In Oklahoma, a Freshman Republican Makes the Case for Deep Spending Cuts


So it is perhaps not surprising that Mr. Brecheen frames his message on spending cuts, at least in part, in the language of the aggrieved right. It is a tactic that has been adopted by Republicans at the highest levels to defend their position in the fiscal battles to come. And it is part of a broader shift in the party led by former President Donald J. Trump, who eschewed entitlement reform — one of the key tenets of fiscal conservatism — but leaned heavily into the cultural grievances of the Republican base.

With Mr. McCarthy vowing not to touch Social Security or Medicare as part of the drive to slash the federal budget, and with tax increases also off the table, Republicans have set their focus on cutting spending, including foreign aid, that they argue fuels an out-of-control bureaucracy advancing a liberal ideology.

Russ Vought, the president of the arch-conservative Center for Renewing America and a former budget director under the Trump administration, has put forward a budget plan focused on slashing what he calls “the spending that is the easiest to cut practically and morally because it is funding the bureaucracies arrayed against the public.” His budget would eliminate the Office for Diversity, Equity and Inclusion at the Pentagon, zero out foreign aid bolstering L.G.B.T.Q. activist communities in repressive nations, and slash $3.4 billion for migration and refugee assistance.
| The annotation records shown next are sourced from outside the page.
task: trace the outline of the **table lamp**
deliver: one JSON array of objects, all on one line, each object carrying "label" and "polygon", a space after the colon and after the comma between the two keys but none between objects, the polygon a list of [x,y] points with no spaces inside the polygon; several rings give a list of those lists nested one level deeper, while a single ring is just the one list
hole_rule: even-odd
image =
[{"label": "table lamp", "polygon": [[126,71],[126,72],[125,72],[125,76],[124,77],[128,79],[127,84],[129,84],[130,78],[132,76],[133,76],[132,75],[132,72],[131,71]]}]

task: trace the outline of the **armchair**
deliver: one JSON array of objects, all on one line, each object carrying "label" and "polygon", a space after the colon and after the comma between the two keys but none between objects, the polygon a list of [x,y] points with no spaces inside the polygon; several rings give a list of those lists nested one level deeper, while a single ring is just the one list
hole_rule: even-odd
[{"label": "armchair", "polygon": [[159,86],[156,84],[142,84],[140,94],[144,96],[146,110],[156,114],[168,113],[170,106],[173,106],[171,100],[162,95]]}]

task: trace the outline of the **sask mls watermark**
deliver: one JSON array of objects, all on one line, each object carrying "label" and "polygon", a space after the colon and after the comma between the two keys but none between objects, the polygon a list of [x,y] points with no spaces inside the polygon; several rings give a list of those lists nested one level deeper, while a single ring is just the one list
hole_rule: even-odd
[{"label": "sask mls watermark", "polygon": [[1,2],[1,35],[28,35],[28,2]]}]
“That’s the debate that I want to have,” Mr. Vought said in an interview.

It is the kind of debate that might interest the voters who attended the events in Mr. Brecheen’s district, most of them more focused on complaints about the Biden administration than on spending.

Over the course of four events, only a few constituents raised their hands to engage on the issue of the national debt. One, who described herself as the lone Democrat in the room, asked Mr. Brecheen if he would support taxing the nation’s very richest citizens — “the billionaire, trillionaires,” she said — to help shore up Social Security and Medicare.
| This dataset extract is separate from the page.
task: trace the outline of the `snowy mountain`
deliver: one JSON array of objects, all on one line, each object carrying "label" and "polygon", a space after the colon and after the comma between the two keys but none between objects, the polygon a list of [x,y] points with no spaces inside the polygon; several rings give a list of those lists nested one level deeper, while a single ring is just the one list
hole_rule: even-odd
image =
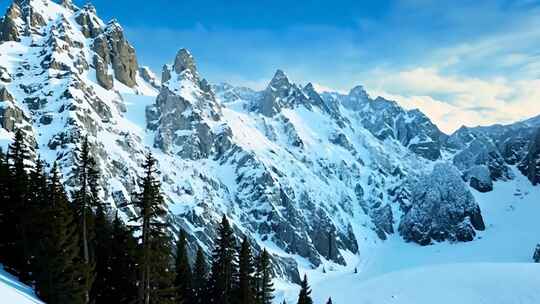
[{"label": "snowy mountain", "polygon": [[0,299],[2,303],[42,304],[32,289],[9,273],[0,265]]},{"label": "snowy mountain", "polygon": [[490,226],[477,190],[540,182],[538,118],[447,135],[361,86],[319,93],[281,70],[262,91],[210,84],[185,49],[159,81],[118,22],[68,0],[15,0],[2,19],[0,124],[3,147],[24,130],[68,185],[88,135],[112,209],[131,199],[152,152],[192,254],[196,243],[211,250],[226,214],[293,282],[387,243],[478,242]]}]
Mr. Brecheen demurred, replying that he favored a flat tax and believed raising the Social Security eligibility age to account for rising life expectancy would be “reasonable.”

Another, a young man, urged other attendees to support Mr. Brecheen in a game of debt brinkmanship, even if it prompted their retirement savings plans to plummet in value and “all of your security interests are flashing red.”